12.22.2006

a dose of emerson wisdom...

to laugh often & much, to win the respect of intelligent people and the affection of children, to earn the appreciation of honest critics and endure the betrayal of false friends, to appreciate beauty, to find the best in others, to leave the world bit better, whether by a healthy child, a garden patch...to know even one life has breathed easier because you lived. this is to have succeeded!

he really inspires me. i think if i ever have money for myself, outside of survival (i.e. gas/grocery money), i will go to B&N and buy a trusty book of emerson essays. maybe i'll have a little christmas money left over and i'll go buy it. but either way, i'm sure there's a way to find his stuff online. because joni mitchell is still calling my name. and she was calling it first...and has been calling it for a LONG time. oh well. life isn't about things, you know, Dana? sheesh.

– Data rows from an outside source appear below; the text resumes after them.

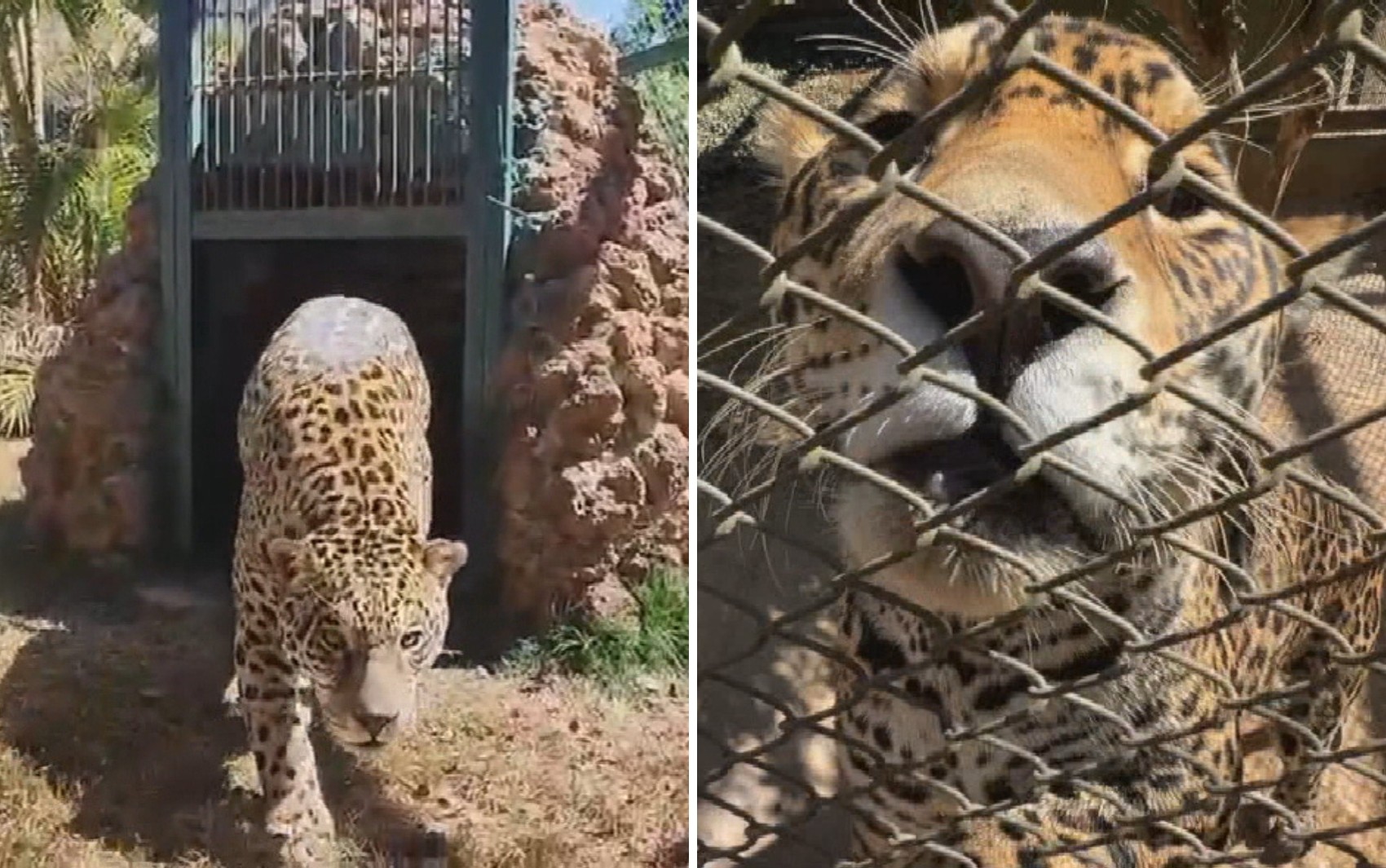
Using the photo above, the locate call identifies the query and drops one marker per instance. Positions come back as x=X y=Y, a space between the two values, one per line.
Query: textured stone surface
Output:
x=594 y=478
x=87 y=478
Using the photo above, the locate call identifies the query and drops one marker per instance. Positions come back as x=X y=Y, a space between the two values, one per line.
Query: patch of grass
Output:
x=616 y=652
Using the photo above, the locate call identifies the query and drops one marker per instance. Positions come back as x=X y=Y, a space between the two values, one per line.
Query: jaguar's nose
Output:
x=376 y=724
x=956 y=272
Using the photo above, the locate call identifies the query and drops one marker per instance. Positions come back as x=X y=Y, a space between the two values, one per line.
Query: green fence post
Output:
x=489 y=88
x=175 y=275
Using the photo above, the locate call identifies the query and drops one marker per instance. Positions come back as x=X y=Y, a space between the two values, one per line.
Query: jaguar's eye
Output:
x=889 y=126
x=1184 y=203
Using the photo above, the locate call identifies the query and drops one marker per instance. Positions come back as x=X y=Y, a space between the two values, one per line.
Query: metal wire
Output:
x=788 y=641
x=329 y=104
x=653 y=46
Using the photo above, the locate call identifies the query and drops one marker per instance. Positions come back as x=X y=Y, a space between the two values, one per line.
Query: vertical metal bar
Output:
x=360 y=102
x=281 y=142
x=243 y=99
x=412 y=111
x=344 y=59
x=176 y=269
x=261 y=96
x=377 y=124
x=203 y=69
x=487 y=213
x=394 y=104
x=314 y=172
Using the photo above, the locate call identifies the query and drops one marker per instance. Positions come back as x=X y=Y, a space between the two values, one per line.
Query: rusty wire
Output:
x=726 y=510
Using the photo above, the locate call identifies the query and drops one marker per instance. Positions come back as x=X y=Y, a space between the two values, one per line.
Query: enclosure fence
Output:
x=736 y=505
x=653 y=46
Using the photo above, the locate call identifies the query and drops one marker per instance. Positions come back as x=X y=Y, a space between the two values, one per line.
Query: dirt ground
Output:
x=117 y=751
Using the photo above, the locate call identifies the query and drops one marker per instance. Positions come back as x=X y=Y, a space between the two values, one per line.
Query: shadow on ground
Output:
x=120 y=703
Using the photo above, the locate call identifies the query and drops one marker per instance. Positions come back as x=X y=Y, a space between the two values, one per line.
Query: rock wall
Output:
x=594 y=474
x=87 y=478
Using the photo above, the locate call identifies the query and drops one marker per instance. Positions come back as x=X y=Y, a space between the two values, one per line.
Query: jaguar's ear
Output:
x=786 y=139
x=443 y=557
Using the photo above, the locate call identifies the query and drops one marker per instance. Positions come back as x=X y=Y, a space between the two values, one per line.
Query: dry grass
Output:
x=115 y=751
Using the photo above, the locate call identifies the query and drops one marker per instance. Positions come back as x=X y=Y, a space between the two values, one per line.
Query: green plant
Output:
x=616 y=650
x=25 y=343
x=78 y=107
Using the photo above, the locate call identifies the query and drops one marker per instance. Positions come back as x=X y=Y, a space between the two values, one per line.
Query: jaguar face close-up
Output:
x=1035 y=162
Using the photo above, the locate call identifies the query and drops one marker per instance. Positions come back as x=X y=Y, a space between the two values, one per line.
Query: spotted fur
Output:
x=338 y=591
x=1053 y=729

in other news, michael's home from china! i'm so happy! i'll have to make a trip home to hang out with him or something. or maybe we'll go out and do something? man, i haven't seen him in a LONG time. it's so sad. i have such a love for him. and i really don't know a lot about what makes him who he is. but my heart is just taken with him.

and ALSO in other news, i'm basically playing the part of dave right now. i've basically moved in for the holiday break. it's gotten a lot easier with chris too. and we've had to deal with quite a bit throughout this time. but it's just...easy. and makes me feel a little more comfortable about living with him soon. in less than a year. crazy. and we might be living in okcity. even crazier! but it's a better starting city than NY...even though that's the eventual goal. but you know, i will go wherever i'm taken. location isn't a big deal to me. at this point in my life. and maybe it will be someday. so while it isn't i need to take advantage of it! yes? of course, yes.

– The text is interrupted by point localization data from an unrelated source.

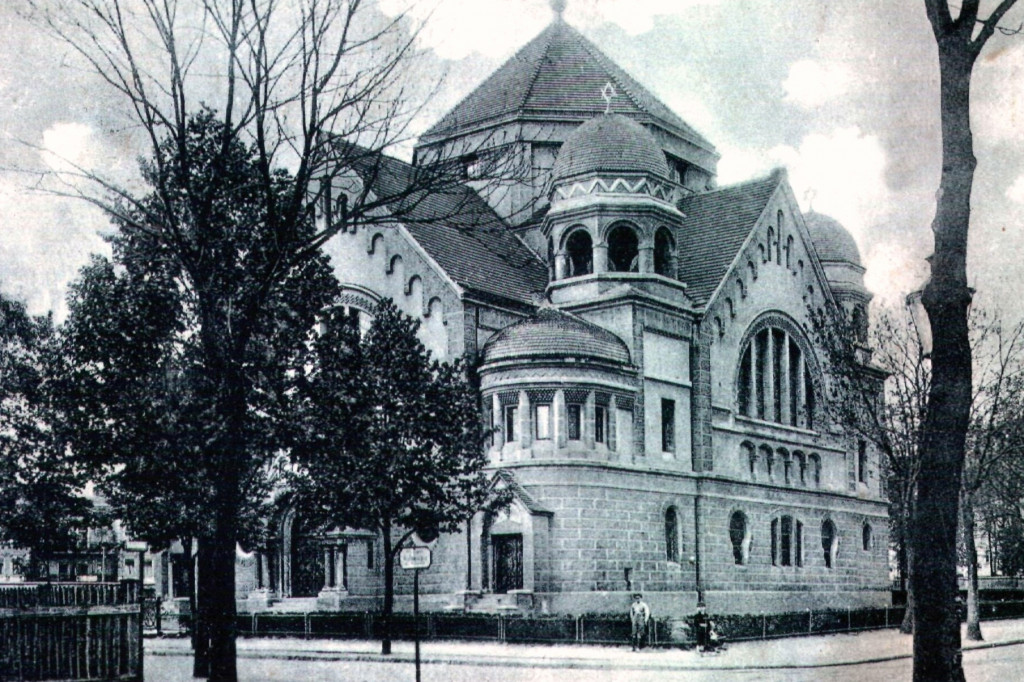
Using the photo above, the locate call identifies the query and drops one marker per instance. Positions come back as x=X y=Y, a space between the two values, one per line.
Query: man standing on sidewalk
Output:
x=639 y=615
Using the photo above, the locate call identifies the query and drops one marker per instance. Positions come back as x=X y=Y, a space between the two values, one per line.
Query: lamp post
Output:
x=140 y=548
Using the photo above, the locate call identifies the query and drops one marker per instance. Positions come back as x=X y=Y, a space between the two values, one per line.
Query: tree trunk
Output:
x=388 y=590
x=973 y=609
x=906 y=627
x=937 y=655
x=201 y=619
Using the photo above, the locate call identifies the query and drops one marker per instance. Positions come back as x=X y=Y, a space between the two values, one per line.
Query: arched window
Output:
x=750 y=458
x=672 y=544
x=814 y=470
x=580 y=250
x=774 y=380
x=665 y=252
x=829 y=542
x=739 y=538
x=786 y=542
x=624 y=250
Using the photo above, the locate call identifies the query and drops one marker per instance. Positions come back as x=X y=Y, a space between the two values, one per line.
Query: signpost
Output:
x=416 y=558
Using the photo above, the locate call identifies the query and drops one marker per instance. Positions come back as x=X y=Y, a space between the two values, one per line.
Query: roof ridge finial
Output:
x=608 y=92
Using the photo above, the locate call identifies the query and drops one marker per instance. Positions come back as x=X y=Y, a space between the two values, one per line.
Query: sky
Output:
x=842 y=94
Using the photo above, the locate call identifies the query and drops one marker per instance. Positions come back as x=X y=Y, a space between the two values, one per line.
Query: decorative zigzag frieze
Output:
x=617 y=185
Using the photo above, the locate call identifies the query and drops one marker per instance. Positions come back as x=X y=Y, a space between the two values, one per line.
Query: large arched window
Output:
x=739 y=538
x=624 y=250
x=775 y=381
x=673 y=545
x=665 y=253
x=580 y=250
x=829 y=543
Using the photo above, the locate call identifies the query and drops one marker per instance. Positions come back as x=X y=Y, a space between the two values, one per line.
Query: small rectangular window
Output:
x=542 y=419
x=785 y=544
x=574 y=418
x=668 y=425
x=862 y=462
x=799 y=544
x=511 y=417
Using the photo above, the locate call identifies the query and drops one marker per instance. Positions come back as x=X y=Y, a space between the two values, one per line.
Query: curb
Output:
x=564 y=663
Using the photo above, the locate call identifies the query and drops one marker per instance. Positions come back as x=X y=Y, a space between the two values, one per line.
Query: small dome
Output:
x=832 y=241
x=552 y=333
x=609 y=143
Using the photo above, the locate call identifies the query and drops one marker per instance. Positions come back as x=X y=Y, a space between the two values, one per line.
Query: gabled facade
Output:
x=656 y=400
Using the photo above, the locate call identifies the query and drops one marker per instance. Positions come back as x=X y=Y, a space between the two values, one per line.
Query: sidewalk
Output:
x=817 y=651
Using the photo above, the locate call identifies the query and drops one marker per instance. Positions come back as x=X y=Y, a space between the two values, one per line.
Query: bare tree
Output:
x=879 y=392
x=322 y=88
x=937 y=655
x=993 y=436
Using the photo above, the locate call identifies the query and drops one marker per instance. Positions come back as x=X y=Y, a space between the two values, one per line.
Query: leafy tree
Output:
x=389 y=440
x=41 y=503
x=177 y=353
x=946 y=297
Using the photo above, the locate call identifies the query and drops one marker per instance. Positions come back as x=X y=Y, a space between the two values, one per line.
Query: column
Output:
x=646 y=259
x=561 y=265
x=342 y=566
x=753 y=405
x=601 y=257
x=801 y=392
x=785 y=381
x=525 y=421
x=769 y=377
x=329 y=567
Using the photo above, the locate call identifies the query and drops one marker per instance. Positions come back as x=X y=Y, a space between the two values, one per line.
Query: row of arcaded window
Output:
x=623 y=252
x=786 y=537
x=774 y=382
x=781 y=466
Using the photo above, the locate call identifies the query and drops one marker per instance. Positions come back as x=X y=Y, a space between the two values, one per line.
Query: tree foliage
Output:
x=42 y=506
x=178 y=349
x=390 y=440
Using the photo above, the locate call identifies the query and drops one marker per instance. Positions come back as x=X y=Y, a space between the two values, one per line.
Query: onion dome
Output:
x=832 y=241
x=609 y=143
x=553 y=334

christmas is in 3 days. and i haven't bought gifts for anyone. i told eric that i had bought our gift for mom. but that was a lie. i have no money. therefore, i have not bought it yet. but i just figured that i would blame it on shipping. boo for having no substantial money right now. but my next paycheck. that'll be a good one. and i still need to be on the lookout for another job, since the GAP is closing. superlame. and superscary. i can't ask people for money. i refuse. i did it for a couple months and just felt awful. so yeah, i need to find a good place. i'll work myself to death. and i can handle it right now because i have VOWED that it will not be like this ALWAYS!

okay, i am going to clean now...and shave my legs. and just lounge. and drink the rest of keeley's grapejuice. it's so addictive. maybe i'll make and IOU list. hehe. or not.